We eat a lot of salmon in the Pacific Northwest… my favorite preparation is grilled on a cedar plank. But during a long Pacific NorthWET winter, the last thing I want to do is stand outside in sideways wind and rain, waiting for a grill to get hot. In my opinion, the best way to make up for an “inferior” pan fried version (while still remaining SIBO-friendly) is adding a fun fruit sauce.

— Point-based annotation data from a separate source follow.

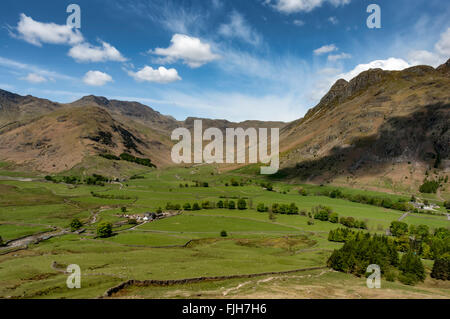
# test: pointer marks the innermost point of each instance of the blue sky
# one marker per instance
(233, 59)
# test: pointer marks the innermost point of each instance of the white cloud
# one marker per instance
(96, 78)
(236, 106)
(34, 78)
(192, 51)
(86, 52)
(36, 33)
(292, 6)
(237, 27)
(160, 75)
(336, 57)
(325, 49)
(423, 57)
(440, 54)
(391, 64)
(443, 45)
(333, 20)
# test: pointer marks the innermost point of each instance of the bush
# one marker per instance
(262, 208)
(391, 274)
(206, 204)
(429, 187)
(334, 218)
(242, 204)
(412, 269)
(104, 230)
(141, 161)
(322, 212)
(75, 224)
(398, 229)
(293, 209)
(441, 268)
(447, 205)
(358, 253)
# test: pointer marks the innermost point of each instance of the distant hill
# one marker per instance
(41, 135)
(379, 129)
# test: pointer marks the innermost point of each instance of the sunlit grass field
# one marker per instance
(183, 246)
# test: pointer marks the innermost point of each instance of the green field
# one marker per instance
(182, 246)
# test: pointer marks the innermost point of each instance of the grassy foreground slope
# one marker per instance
(184, 246)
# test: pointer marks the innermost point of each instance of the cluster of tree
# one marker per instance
(290, 209)
(200, 184)
(110, 196)
(95, 179)
(75, 224)
(357, 254)
(441, 267)
(325, 213)
(241, 204)
(429, 187)
(104, 230)
(236, 183)
(267, 186)
(364, 249)
(351, 222)
(385, 202)
(427, 244)
(129, 158)
(170, 206)
(447, 205)
(110, 157)
(262, 208)
(141, 161)
(342, 235)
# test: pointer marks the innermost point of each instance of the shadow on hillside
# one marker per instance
(423, 136)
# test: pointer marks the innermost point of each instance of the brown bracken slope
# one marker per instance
(382, 127)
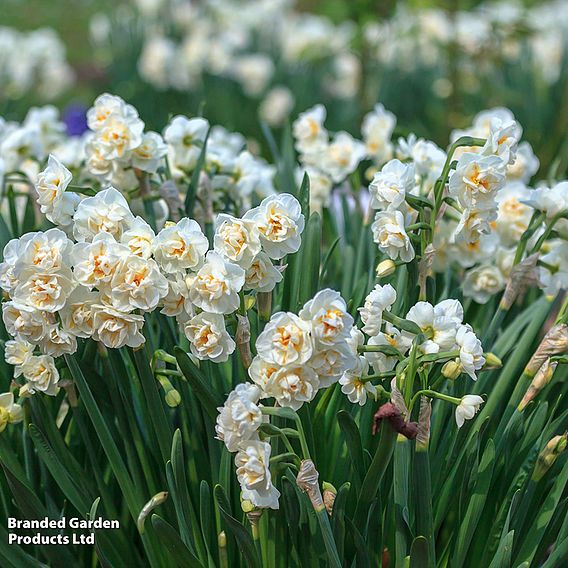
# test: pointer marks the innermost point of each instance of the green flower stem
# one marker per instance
(379, 376)
(290, 415)
(432, 394)
(441, 181)
(534, 223)
(548, 230)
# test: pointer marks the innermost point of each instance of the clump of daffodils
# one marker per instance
(103, 268)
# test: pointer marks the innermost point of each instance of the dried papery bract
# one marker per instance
(242, 339)
(554, 342)
(522, 276)
(307, 481)
(541, 379)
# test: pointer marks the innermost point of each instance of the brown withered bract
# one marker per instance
(389, 412)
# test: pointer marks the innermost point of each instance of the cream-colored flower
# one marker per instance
(139, 238)
(286, 340)
(331, 363)
(390, 234)
(240, 417)
(260, 371)
(41, 374)
(377, 129)
(177, 302)
(391, 185)
(477, 179)
(309, 132)
(327, 312)
(149, 155)
(379, 299)
(180, 247)
(357, 390)
(77, 315)
(44, 252)
(280, 223)
(471, 357)
(513, 214)
(55, 203)
(24, 321)
(262, 275)
(106, 212)
(237, 240)
(293, 385)
(208, 337)
(45, 292)
(58, 341)
(95, 263)
(483, 282)
(391, 337)
(116, 329)
(342, 156)
(216, 286)
(467, 408)
(10, 412)
(137, 283)
(253, 473)
(17, 352)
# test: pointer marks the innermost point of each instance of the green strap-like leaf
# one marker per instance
(170, 538)
(202, 388)
(241, 535)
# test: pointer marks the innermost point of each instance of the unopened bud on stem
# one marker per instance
(549, 455)
(541, 379)
(307, 481)
(452, 370)
(385, 268)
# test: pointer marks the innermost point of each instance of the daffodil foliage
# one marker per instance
(353, 354)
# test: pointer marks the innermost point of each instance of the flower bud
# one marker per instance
(158, 499)
(541, 379)
(385, 268)
(173, 398)
(549, 455)
(329, 494)
(492, 361)
(307, 481)
(452, 370)
(246, 506)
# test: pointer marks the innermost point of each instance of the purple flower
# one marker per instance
(75, 118)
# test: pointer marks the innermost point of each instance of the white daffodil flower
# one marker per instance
(180, 247)
(379, 299)
(280, 223)
(115, 329)
(252, 463)
(356, 390)
(262, 275)
(240, 417)
(286, 340)
(327, 312)
(10, 412)
(390, 185)
(17, 352)
(217, 284)
(106, 212)
(467, 408)
(390, 234)
(208, 337)
(41, 374)
(137, 283)
(237, 240)
(471, 352)
(293, 385)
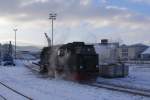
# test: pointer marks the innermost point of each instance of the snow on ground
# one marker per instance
(30, 84)
(139, 77)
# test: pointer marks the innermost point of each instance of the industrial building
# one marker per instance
(131, 52)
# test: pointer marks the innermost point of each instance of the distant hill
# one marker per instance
(29, 48)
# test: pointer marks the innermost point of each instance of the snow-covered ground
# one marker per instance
(139, 77)
(30, 84)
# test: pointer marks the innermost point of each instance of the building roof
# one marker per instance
(147, 51)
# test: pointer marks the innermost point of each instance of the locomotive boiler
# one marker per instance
(73, 61)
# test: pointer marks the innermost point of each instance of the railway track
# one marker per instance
(2, 97)
(113, 87)
(134, 91)
(15, 91)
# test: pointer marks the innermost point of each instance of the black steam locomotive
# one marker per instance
(73, 61)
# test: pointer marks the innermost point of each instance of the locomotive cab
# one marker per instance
(79, 60)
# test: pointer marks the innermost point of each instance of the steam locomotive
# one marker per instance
(72, 61)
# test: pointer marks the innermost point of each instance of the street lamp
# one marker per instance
(52, 16)
(15, 30)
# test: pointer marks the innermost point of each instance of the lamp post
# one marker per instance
(52, 17)
(15, 30)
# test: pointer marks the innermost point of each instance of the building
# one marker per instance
(146, 54)
(131, 52)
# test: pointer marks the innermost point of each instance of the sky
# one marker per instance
(124, 21)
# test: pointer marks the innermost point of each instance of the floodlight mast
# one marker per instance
(52, 17)
(15, 30)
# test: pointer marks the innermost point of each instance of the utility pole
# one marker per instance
(15, 30)
(52, 17)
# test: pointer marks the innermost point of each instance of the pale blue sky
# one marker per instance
(126, 21)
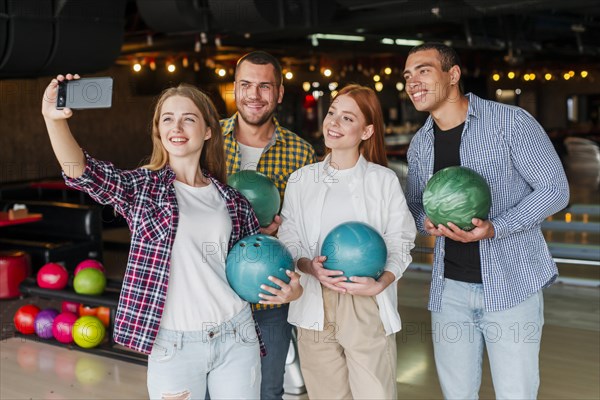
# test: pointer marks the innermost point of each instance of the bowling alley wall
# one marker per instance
(121, 134)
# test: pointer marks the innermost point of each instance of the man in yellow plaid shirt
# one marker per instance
(255, 140)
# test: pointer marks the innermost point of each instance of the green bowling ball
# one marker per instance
(457, 194)
(260, 191)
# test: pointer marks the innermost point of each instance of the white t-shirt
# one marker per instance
(335, 208)
(198, 295)
(249, 156)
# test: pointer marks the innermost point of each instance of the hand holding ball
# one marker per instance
(355, 248)
(457, 194)
(252, 260)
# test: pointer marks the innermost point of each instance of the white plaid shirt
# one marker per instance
(512, 151)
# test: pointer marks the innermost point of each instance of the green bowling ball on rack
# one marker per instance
(457, 194)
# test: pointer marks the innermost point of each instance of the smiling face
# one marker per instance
(427, 84)
(257, 92)
(344, 126)
(182, 128)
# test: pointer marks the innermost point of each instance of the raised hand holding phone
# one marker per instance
(67, 150)
(85, 93)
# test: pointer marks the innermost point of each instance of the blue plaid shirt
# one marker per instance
(512, 151)
(147, 201)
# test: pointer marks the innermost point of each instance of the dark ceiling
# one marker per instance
(488, 33)
(43, 37)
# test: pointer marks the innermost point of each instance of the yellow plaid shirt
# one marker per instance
(285, 154)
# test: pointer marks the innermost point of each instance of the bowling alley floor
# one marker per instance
(569, 358)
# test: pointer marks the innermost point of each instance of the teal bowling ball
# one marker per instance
(252, 260)
(457, 194)
(260, 191)
(355, 248)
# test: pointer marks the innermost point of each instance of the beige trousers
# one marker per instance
(351, 358)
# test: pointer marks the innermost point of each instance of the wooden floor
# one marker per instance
(570, 356)
(569, 359)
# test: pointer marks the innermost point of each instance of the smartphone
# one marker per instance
(85, 93)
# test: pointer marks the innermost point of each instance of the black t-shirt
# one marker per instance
(461, 260)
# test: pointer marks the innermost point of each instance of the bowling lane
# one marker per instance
(33, 369)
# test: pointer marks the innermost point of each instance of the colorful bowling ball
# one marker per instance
(260, 191)
(457, 194)
(252, 260)
(89, 263)
(90, 281)
(44, 321)
(88, 332)
(87, 310)
(355, 248)
(69, 306)
(52, 276)
(103, 315)
(62, 328)
(24, 319)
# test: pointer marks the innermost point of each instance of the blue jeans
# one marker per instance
(276, 333)
(512, 338)
(223, 358)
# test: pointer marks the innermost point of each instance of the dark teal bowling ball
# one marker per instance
(260, 191)
(457, 194)
(252, 260)
(355, 248)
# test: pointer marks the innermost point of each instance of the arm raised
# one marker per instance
(66, 149)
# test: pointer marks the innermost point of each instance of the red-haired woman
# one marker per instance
(346, 329)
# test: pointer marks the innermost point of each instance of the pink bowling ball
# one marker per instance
(52, 276)
(43, 322)
(89, 263)
(62, 328)
(69, 306)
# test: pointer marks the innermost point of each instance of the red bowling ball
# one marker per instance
(53, 276)
(24, 319)
(89, 263)
(62, 328)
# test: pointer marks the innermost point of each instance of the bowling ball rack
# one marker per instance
(110, 298)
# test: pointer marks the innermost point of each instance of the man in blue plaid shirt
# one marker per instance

But don’t let that prevent you from putting blueberry sauce on grilled salmon this coming summer! 🙂
1 salmon filet, roughly 1/2″ thick
2 tsp. coconut oil
SIBO-Friendly Blueberry Sauce
1/2 cup blueberries
Juice and zest from 1/2 orange
pinch of salt
dash of white pepper
1/4 tsp freshly grated nutmeg
Combine all sauce ingredients in a small sauce pan over medium-low heat, stirring occasionally while you cook the salmon. Once the blueberries begin to “melt” and the sauce thickens, turn off the heat and hold until the salmon is done.
In a large non-stick pan, pan-fry the salmon fillet in coconut oil, flesh side down / skin side up. When the flesh starts to look opaque next to the pan, check to see that it’s a light golden color… if so, flip the salmon to put the skin side down and finish cooking—anywhere from 3-7 minutes depending on the thickness of your filet and your desired level of done-ness.
I like to serve this with simple butter-sauteed green beans (the SIBO diet recommends no more than 10 bean pods per serving); a dash of hawaiian black lava salt adds a fun flavor.
When the salmon is finished cooking, plate it next to the green beans, top with blueberry sauce, and serve.